Peter Lynch has a solid track record of managing his loss-making positions. His focus on company fundamentals and investing within his circle of competence may be key reasons for the 29% compounded returns of his Magellan fund between 1977 and 1990.

Reassessing a company’s prospects

Experiencing paper losses is a common occurrence for all investors. The stock market’s performance over the short run is unpredictable, and can mean that stock prices fall soon after they are purchased. However, failing to determine whether loss-making positions have the potential to recover over the long run may lead to an inefficient allocation of your capital.

For instance, in some cases a stock’s price may simply have fallen because of weak investor sentiment towards the wider market. In other cases, there may be new threats present that could make your holdings less appealing from a risk/reward perspective than when you purchased them. Therefore, it is crucial to ascertain whether there has been a change in the prospects for your holdings that could adjust your views of them from an investment perspective.

Lynch has previously highlighted the importance of reassessing company prospects when deciding what to do with loss-making holdings: “There's no shame in losing money on a stock. Everybody does it. What is shameful is to hold on to a stock, or worse, to buy more of it when the fundamentals are deteriorating.”

Investing within your circle of competence

Recent economic events have fundamentally changed the outlook for many industries. For instance, many retailers may now need to invest in their e-commerce offering due to a shift in consumer trends. Likewise, energy companies may shift their investment towards renewables as a result of lower oil prices.

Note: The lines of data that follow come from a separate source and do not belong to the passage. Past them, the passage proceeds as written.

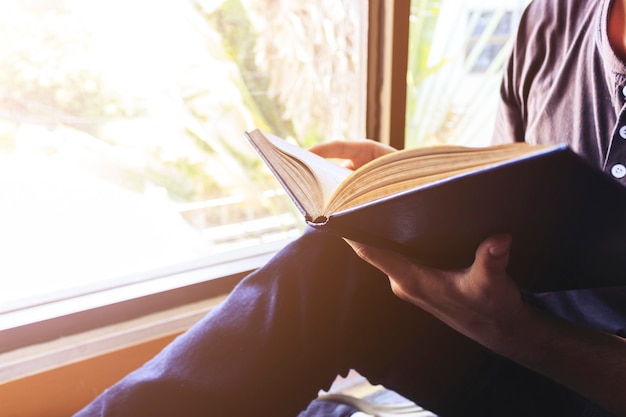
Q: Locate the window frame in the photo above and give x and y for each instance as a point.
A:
(387, 49)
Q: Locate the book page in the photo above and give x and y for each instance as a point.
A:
(328, 174)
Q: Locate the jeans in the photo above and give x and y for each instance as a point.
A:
(315, 311)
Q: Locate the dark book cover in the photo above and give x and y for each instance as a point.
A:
(567, 220)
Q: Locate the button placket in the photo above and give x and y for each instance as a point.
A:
(616, 158)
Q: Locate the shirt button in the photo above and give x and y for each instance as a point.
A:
(618, 171)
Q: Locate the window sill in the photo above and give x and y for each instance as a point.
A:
(21, 328)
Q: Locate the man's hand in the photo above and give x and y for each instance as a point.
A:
(355, 152)
(485, 304)
(481, 302)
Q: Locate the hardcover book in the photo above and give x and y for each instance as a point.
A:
(436, 205)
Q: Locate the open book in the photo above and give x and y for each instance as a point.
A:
(437, 204)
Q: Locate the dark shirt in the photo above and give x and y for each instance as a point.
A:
(564, 83)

This may mean that you struggle to obtain a full understanding of the business models of your holdings. They may now be outside of your circle of competence, which could mean that you are unable to properly judge their risk/reward opportunities.

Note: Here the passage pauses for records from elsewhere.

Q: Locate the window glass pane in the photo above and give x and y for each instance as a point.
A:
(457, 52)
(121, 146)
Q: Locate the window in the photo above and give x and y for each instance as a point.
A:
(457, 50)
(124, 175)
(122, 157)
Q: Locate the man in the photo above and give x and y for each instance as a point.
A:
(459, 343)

Investing in businesses that you understand is key to generating high returns, in my view. Therefore, selling your existing holdings at a loss to reinvest in stocks with business models that are within your circle of competence may be a more efficient use of your capital.

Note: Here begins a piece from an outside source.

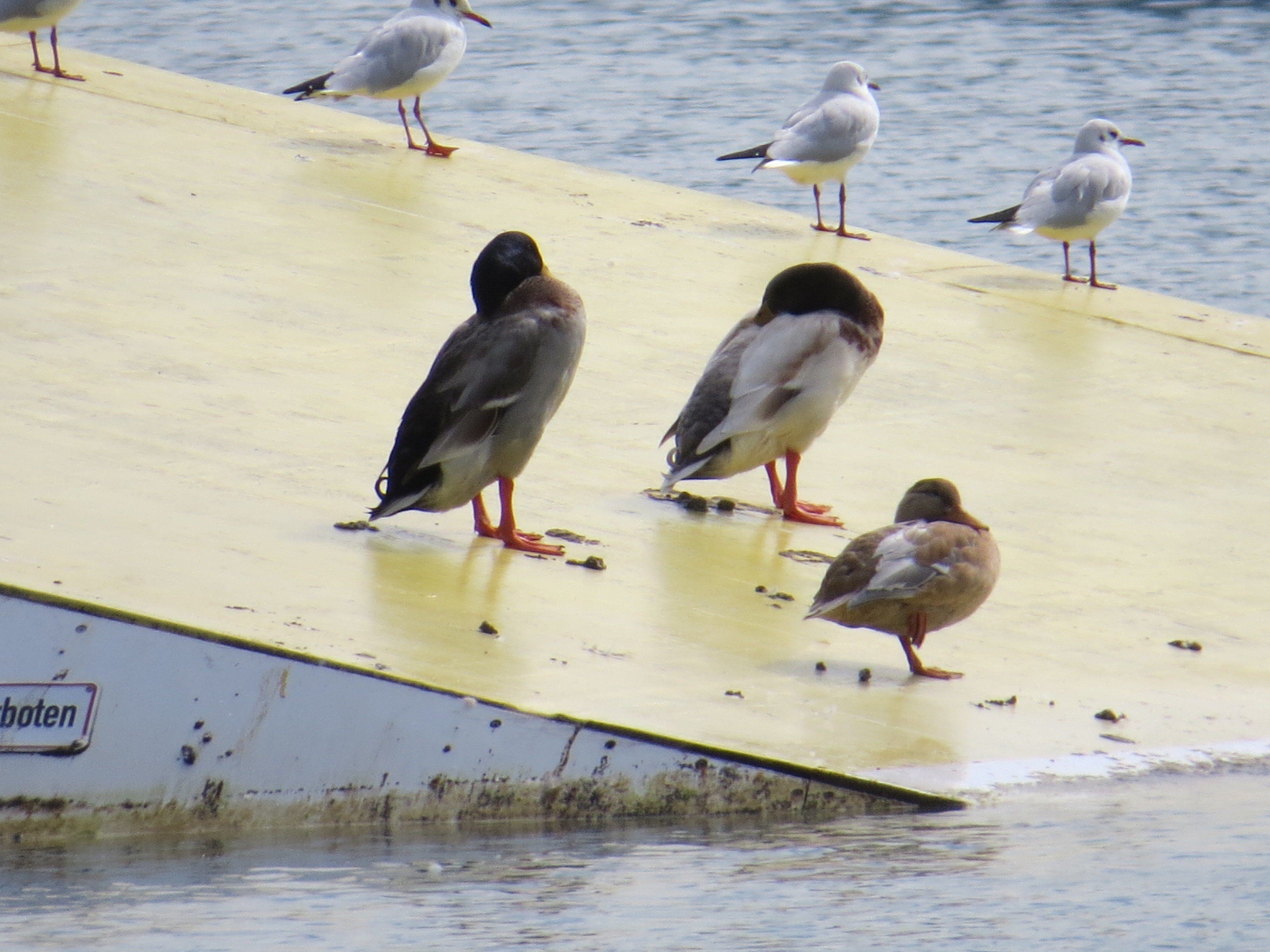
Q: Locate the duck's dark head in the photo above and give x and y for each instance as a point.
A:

As Lynch once said, “Your investor's edge is not something you get from Wall Street experts. It's something you already have. You can outperform the experts if you use your edge by investing in companies or industries you already understand.”

Tracking relevant information

The economy’s uncertain outlook may mean that it is tempting for any investor to spend their time seeking to predict its future performance. However, this may not be the most efficient use of your time when seeking to allocate capital while some of your holdings are experiencing paper losses.

A better idea could be to analyze your holdings from a business perspective to assess their chances of surviving an economic downturn, as well as their potential to adjust to changing trading conditions in the long run.

Company fundamentals may provide a far superior means of judging the appeal of your existing holdings than macroeconomic data or stock market charts. Company fundamentals may prompt you to sell loss-making positions to invest elsewhere. Or, they could indicate a potential mispricing that allows you to purchase more shares in the company at a lower price.

As Lynch once said, “Behind every stock is a company. Find out what it's doing.”